「人型のコーヒーの染みです」、報告されない“孤独死住宅”の闇を不動産執行人が暴露! 事故物件よりもウツになる「暗黒物件」シリーズ

「どうしても立ち会いたくないんで、玄関の鍵開けておきますから勝手に入って勝手に終わらせちゃってください」

 債務者や債務者家族からこう切り出されるケースも少なくない。

 通勤に便利とまでは言い難いが最寄り駅からは徒歩15分圏内、古い住宅街の袋小路に位置するカビと苔の目立つ2階建てが今回の当該物件。

「人型のコーヒーの染みです」、報告されない孤独死住宅の闇を不動産執行人が暴露! 事故物件よりもウツになる「暗黒物件」シリーズの画像2画像は「Getty Images」より引用

 仰せの通りに無施錠のドアを開ける。

 奥の方で何かが腐敗している冷蔵庫を開けてしまったような、数日間冷蔵庫にしまうのを忘れていた肉料理のタッパーを開けてしまったような、不思議な腐敗臭が薄っすらと漂う。

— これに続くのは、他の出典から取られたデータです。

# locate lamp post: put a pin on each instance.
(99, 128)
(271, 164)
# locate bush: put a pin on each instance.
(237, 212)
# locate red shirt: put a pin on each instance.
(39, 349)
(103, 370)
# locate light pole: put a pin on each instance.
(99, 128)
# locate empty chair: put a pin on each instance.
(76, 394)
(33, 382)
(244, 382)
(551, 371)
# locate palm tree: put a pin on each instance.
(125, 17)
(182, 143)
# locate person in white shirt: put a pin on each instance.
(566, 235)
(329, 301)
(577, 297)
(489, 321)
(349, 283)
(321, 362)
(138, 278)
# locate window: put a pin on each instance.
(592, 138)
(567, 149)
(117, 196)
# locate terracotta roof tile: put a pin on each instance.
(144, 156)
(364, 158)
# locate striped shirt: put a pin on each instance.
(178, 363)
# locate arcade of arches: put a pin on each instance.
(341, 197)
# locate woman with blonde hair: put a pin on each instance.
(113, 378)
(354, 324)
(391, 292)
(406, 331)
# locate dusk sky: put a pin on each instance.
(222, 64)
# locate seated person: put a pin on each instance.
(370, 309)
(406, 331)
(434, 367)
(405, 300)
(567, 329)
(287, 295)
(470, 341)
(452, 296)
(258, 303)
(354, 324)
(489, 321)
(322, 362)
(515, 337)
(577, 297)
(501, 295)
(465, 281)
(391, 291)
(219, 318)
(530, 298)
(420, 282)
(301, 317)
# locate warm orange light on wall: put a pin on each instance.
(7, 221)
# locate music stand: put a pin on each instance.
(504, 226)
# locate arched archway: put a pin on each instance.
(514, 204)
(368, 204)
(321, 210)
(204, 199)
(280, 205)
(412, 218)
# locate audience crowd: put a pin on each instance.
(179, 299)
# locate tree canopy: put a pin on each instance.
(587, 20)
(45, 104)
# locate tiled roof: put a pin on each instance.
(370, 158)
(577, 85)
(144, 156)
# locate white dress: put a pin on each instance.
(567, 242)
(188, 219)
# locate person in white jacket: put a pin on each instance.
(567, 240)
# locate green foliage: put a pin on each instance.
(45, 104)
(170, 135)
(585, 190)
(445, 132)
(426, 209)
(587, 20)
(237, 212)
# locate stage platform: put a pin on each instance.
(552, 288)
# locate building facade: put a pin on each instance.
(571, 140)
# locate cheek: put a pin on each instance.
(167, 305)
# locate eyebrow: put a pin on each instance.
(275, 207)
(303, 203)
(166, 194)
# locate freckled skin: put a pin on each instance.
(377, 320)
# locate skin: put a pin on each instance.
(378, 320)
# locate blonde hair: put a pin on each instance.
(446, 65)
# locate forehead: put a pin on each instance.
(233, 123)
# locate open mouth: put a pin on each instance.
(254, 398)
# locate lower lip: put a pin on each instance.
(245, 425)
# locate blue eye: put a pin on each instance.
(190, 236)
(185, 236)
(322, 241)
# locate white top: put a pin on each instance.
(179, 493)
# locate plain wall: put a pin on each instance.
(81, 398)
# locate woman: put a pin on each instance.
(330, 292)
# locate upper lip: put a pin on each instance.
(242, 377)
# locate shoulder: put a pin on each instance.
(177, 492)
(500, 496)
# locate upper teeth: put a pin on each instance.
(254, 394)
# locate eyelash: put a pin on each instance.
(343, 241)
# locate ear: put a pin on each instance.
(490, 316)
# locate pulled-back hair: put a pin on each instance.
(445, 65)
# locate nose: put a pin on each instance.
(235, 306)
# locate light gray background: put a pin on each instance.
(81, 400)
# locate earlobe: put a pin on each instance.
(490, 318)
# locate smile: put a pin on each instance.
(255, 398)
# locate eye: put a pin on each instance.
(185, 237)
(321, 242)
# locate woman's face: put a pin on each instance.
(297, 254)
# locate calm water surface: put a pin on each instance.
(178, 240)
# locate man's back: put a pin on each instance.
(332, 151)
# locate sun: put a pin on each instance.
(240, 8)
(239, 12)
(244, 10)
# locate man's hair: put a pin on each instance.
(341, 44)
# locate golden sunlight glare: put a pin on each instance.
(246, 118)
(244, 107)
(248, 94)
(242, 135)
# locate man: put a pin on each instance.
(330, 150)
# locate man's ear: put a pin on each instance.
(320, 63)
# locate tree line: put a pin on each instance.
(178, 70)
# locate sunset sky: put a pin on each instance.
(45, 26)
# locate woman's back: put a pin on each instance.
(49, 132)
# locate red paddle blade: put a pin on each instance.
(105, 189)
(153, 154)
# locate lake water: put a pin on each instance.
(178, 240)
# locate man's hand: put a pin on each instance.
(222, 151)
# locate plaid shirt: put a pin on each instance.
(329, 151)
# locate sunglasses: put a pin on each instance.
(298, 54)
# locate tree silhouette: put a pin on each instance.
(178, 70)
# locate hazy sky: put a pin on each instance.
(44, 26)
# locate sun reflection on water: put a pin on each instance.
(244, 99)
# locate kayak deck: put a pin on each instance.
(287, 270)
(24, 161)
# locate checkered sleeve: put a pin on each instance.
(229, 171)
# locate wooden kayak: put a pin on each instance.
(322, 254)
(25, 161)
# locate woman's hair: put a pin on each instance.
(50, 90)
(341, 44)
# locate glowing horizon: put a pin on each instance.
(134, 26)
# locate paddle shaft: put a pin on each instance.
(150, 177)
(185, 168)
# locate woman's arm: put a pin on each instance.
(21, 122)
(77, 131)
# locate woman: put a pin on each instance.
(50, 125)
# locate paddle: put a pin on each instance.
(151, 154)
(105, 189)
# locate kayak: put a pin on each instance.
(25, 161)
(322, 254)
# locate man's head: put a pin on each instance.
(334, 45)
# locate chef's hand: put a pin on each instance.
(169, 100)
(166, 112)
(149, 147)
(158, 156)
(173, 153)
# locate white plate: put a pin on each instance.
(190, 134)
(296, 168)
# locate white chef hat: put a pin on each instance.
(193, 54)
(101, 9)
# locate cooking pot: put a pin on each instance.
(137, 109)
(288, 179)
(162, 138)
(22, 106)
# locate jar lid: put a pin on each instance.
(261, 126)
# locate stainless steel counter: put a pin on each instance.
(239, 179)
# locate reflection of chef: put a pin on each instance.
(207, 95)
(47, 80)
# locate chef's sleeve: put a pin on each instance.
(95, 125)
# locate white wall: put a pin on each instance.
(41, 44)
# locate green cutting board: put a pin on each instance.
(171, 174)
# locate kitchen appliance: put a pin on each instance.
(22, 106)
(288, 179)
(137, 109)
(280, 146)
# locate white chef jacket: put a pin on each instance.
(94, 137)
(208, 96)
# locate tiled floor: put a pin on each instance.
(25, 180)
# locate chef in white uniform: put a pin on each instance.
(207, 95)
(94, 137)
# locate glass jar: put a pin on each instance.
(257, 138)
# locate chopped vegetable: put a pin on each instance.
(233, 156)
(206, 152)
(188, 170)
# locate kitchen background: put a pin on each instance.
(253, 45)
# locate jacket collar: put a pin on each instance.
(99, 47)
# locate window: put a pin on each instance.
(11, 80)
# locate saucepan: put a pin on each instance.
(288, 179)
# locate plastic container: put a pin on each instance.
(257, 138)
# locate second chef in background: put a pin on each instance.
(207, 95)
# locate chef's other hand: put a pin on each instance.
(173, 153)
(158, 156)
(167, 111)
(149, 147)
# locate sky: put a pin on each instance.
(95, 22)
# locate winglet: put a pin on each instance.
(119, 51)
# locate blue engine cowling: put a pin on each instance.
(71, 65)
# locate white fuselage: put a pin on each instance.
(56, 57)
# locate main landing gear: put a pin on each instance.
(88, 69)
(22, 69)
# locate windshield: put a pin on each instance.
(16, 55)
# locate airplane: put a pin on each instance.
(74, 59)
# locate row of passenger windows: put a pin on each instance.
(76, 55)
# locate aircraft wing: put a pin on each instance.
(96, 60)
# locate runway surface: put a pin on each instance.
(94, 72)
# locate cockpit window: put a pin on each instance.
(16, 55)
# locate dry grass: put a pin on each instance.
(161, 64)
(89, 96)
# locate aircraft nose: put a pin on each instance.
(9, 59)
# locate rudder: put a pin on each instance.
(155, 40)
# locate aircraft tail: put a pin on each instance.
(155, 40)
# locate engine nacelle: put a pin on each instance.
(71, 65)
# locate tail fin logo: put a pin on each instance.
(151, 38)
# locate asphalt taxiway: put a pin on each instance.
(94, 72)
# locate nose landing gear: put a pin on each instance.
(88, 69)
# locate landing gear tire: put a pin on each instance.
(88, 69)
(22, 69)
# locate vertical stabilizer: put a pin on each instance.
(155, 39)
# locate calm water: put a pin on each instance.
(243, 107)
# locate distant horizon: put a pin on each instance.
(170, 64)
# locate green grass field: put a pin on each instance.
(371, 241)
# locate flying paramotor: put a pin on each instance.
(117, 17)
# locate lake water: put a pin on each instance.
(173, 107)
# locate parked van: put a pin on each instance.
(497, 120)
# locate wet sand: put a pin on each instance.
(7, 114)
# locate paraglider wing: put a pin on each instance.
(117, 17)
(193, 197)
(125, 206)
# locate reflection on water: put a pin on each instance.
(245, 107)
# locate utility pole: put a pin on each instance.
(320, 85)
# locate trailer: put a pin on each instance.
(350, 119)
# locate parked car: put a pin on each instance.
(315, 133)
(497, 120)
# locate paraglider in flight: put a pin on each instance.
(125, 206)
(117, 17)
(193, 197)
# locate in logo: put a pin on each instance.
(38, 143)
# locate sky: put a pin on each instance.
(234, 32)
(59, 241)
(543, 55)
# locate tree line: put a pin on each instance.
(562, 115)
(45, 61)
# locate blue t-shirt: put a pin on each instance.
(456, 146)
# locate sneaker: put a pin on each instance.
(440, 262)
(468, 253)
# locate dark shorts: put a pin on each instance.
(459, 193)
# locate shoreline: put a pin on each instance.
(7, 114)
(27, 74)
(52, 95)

「これ、人っぽいですね。でも死体は無いと思いますよ。死体あったらこんなもんじゃないんで。でも一応注意しながら行きましょう」

 真っ先にこの臭いに言及したのは鍵師さんだった。

 鍵師さんは職業柄、室内に立ち籠める臭いをトップバッターで吸い込むことになるため、嗅ぎ分けのスキルがズバ抜けている。

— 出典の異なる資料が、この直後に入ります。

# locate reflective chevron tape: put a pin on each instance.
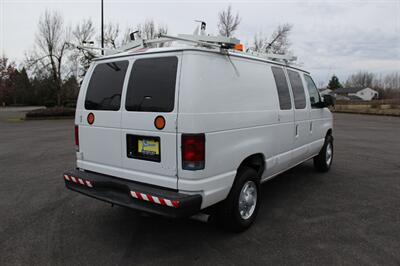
(154, 199)
(78, 180)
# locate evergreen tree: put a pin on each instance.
(334, 83)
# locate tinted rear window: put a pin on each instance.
(105, 86)
(151, 85)
(283, 88)
(298, 89)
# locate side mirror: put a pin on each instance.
(329, 100)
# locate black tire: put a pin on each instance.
(321, 162)
(228, 213)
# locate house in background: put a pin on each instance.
(354, 94)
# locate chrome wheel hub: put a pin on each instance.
(248, 200)
(329, 153)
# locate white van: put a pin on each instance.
(177, 131)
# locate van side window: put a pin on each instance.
(298, 89)
(105, 86)
(283, 88)
(312, 91)
(151, 86)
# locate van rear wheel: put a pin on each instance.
(240, 208)
(323, 161)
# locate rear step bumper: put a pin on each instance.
(138, 196)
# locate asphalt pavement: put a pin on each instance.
(350, 215)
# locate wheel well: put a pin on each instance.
(255, 161)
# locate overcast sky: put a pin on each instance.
(328, 37)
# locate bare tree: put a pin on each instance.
(51, 47)
(83, 32)
(228, 22)
(149, 30)
(279, 42)
(361, 79)
(258, 43)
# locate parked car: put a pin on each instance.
(177, 131)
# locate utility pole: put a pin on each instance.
(102, 28)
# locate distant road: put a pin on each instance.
(348, 216)
(13, 113)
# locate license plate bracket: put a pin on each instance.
(143, 147)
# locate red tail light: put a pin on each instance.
(193, 151)
(77, 137)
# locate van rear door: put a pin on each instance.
(149, 154)
(100, 139)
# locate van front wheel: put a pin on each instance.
(323, 161)
(240, 209)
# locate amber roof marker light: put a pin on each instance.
(159, 122)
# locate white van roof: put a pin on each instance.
(194, 48)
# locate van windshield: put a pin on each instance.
(151, 86)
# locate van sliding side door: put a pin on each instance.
(301, 132)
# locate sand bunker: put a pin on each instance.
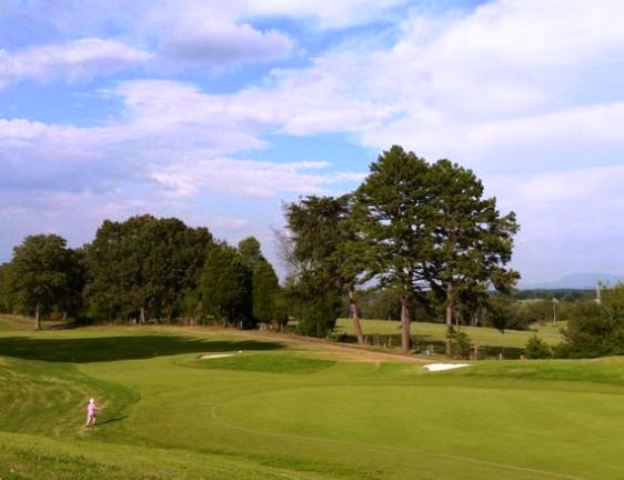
(439, 367)
(216, 355)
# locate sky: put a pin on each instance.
(219, 112)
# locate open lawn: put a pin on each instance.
(286, 408)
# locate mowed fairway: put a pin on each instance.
(285, 408)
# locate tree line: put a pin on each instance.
(423, 230)
(143, 269)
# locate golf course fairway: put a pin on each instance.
(278, 407)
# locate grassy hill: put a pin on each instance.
(265, 406)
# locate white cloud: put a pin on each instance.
(75, 60)
(222, 44)
(327, 13)
(242, 177)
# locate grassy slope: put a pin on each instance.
(436, 332)
(274, 412)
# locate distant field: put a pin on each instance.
(436, 332)
(288, 408)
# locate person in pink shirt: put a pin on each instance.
(91, 412)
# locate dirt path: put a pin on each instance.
(338, 350)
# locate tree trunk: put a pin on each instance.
(449, 316)
(405, 324)
(355, 315)
(37, 318)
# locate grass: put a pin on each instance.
(294, 410)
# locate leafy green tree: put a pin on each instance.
(5, 290)
(319, 255)
(226, 286)
(537, 348)
(265, 287)
(143, 265)
(40, 275)
(394, 213)
(473, 242)
(250, 252)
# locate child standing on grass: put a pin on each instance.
(91, 412)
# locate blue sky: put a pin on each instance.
(218, 112)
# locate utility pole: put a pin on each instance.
(555, 302)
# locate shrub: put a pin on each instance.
(460, 343)
(596, 329)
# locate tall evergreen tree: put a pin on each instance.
(265, 290)
(317, 226)
(473, 241)
(394, 214)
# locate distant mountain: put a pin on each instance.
(577, 281)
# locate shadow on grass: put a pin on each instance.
(107, 349)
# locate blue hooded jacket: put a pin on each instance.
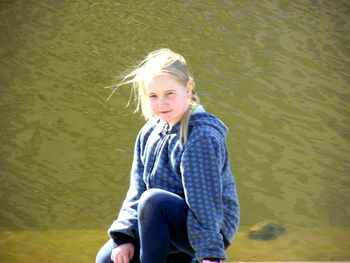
(199, 172)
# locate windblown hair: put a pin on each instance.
(158, 63)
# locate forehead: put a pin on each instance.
(161, 83)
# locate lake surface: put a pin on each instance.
(276, 72)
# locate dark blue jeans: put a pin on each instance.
(162, 229)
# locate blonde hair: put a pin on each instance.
(159, 62)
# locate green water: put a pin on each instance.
(276, 72)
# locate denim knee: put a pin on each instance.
(151, 202)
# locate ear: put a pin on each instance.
(189, 88)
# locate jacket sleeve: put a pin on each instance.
(126, 222)
(201, 169)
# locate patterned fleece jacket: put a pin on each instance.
(199, 172)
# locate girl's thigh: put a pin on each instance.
(104, 254)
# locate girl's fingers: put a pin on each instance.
(131, 253)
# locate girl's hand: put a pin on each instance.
(123, 253)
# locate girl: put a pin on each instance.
(181, 205)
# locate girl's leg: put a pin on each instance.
(162, 220)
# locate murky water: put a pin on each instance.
(276, 72)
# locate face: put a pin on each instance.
(168, 99)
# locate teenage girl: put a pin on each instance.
(182, 205)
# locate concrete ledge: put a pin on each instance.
(346, 261)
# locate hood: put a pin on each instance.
(198, 118)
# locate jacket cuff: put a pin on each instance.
(121, 238)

 ちなみに動物の死臭と人間の死臭は全く違うのだという。

 玄関を上がり、まっすぐ廊下を進んだ最初の和室を開けると、臭いの元凶がこの部屋であることがわかった。

 極度に日当たりの悪い家であったため室内が視認できず、手探りでシャッターを開けてみることに。

 徐々に広がる外光が我々に見せたものは、足元にある人間の胴体と酷似する形に腐った畳だった――。

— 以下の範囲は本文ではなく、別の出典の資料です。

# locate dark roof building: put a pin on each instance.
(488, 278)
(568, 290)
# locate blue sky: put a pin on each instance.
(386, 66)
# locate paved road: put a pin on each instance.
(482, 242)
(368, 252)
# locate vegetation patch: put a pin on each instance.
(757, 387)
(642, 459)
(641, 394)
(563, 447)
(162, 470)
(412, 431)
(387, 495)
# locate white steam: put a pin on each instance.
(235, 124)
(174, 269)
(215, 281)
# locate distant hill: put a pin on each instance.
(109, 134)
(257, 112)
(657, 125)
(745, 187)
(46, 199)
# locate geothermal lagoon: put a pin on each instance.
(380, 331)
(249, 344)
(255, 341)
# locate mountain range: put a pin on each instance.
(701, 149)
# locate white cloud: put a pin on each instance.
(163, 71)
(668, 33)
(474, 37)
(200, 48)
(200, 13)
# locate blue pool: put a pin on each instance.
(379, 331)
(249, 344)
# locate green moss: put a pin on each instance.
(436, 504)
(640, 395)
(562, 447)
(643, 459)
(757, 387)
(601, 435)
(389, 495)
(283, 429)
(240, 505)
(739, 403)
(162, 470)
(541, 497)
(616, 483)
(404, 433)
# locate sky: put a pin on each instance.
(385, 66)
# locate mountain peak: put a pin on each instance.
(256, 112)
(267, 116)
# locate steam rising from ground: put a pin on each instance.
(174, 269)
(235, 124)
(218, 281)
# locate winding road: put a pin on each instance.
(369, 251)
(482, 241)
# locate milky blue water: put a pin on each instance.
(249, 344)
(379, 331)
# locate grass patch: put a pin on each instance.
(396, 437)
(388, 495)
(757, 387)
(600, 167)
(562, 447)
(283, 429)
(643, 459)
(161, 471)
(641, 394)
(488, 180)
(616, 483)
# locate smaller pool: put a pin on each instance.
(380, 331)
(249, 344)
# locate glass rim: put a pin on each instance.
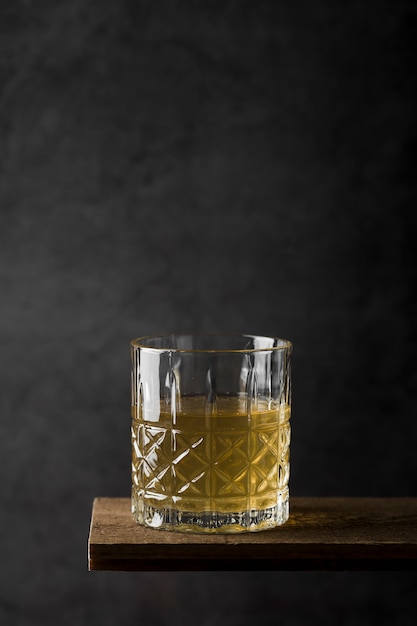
(284, 344)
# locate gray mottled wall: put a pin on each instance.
(186, 166)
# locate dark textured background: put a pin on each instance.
(184, 166)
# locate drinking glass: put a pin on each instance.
(210, 432)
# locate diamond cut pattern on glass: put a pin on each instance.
(230, 463)
(264, 461)
(154, 461)
(190, 463)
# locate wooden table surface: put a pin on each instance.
(321, 534)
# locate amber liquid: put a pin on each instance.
(211, 459)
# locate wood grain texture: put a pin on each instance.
(321, 534)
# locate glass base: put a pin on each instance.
(166, 518)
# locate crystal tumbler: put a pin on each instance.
(210, 432)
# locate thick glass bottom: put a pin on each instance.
(167, 518)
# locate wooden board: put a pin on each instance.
(321, 534)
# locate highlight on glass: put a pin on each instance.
(210, 432)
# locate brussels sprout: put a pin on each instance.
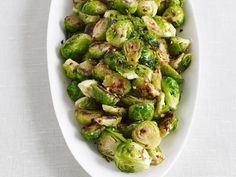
(108, 121)
(101, 70)
(167, 70)
(147, 7)
(182, 62)
(117, 84)
(73, 91)
(126, 7)
(132, 50)
(86, 87)
(94, 7)
(75, 46)
(161, 107)
(87, 103)
(100, 29)
(97, 50)
(119, 32)
(86, 117)
(175, 15)
(144, 88)
(148, 58)
(72, 24)
(167, 124)
(172, 92)
(131, 157)
(91, 132)
(141, 111)
(114, 110)
(178, 45)
(156, 155)
(104, 96)
(147, 133)
(144, 71)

「これは孤独死でしょうね。しかも結構時間が経過してるタイプの」
「布団剥がすと大体この形に抜けるね」

 口々に執行人たちが孤独死の可能性を語る。

 確かにこの畳が腐っている場所に布団が敷いてあったと仮定すると、手の届く範囲の襖だけが激しく破けている状況にも合点がいく。

 死の淵にもがいた際、これらが破けたという推測だ。